同じ緊迫した場面でも、ダイアナのHit the streets.のように、感情を交えず次の行動だけを短く指示する言葉もこの回には並走しています。聞き取りの際は、相手を挑発するために引き延ばされた軽口と、状況を先に進めるために短く言い切られた指示との、長さやテンポの違いに耳を澄ませてみてください。ドラマをもう一度見るときは、字幕を追いながら、どちらの言葉が会話の流れを止め、どちらが前に進めているかを意識して聞き比べると、緊迫した会話の組み立て方がより具体的に見えてきます。
キャラクター別|英語の特徴
ピーター|感情を煽られても、短く言い切って場を締める英語
家族を人質に取られた極限状態でも、ピーターは感情に任せた長広舌を避け、短い言い切りで状況を締めくくろうとします。台本では、ピーターの発話としてWe can do this without the commentary.が確認できます。ケラーが挑発めいた軽口を重ねてきた直後に、余計な言葉を切り捨てるようなこの一言を返すところに、感情より状況判断を優先しようとするピーターの姿勢が表れています。

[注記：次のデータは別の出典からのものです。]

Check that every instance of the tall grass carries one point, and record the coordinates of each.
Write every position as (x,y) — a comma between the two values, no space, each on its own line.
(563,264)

作戦の相談で「口封じのために警官を殺す」とケラーが持ちかけた場面でも、ピーターはI will not let anyone die on this. That’s not up for debate.と、これ以上ないほど短く、迷いのない言葉で退けます。長く説得を試みるのではなく、議論の余地そのものを断ち切る言い方を選ぶところに、極限状況でも譲れない一線を明確に示すピーターらしい話し方が見えてきます。
モジー|物騒な軽口で緊迫感を和らげる英語
台本では、モジーの発話としてI’m currently sticking bamboo under his fingernails.が確認できます。ケラーへの怒りを表す物騒な内容を、涼しい顔で口にするようなこの一言に、感情を爆発させるのではなく、皮肉めいたユーモアに変換して緊張を逃がそうとするモジーらしい話し方が表れています。
ケラーから軽口交じりに命を狙われたことをあてこすられた際にも、モジーはYeah, is there anyone in this room you haven’t tried to kill?と、恐怖を見せるどころか、同じ調子で切り返します。物騒な話題を物騒な言葉のまま笑いに変えてしまうところに、危険な相手を前にしても飄々とした態度を崩さないモジーの持ち味が表れています。
ケラー|馴れ馴れしさと脅しを行き来しながら主導権を握る英語
台本では、ケラーの発話としてI like to see the passion, Burke. It shows me you’re motivated.が確認できます。エリザベスの無事を案じるピーターの怒りに触れた直後、その感情の昂りをむしろ面白がるようなこの一言を返すところに、相手を苛立たせることで会話の主導権を握ろうとする狙いが透けています。
その後の場面では、ケラーは打って変わって馴れ馴れしさを前面に出します。Oh, Peter, Peter, Peter. Can I call you Peter? Now that we’re working together and all, huh?と、名前を三度も繰り返し親しげに呼びかけるこの言い方には、対等な協力関係を装いながら、実際には相手を見下し、会話の空気を自分のペースに巻き込もうとする狙いが表れています。親しげな軽口と底意地の悪い挑発を行き来しながら、常に会話の主導権を自分の側に置こうとするところに、ケラーの狡猾さが表れています。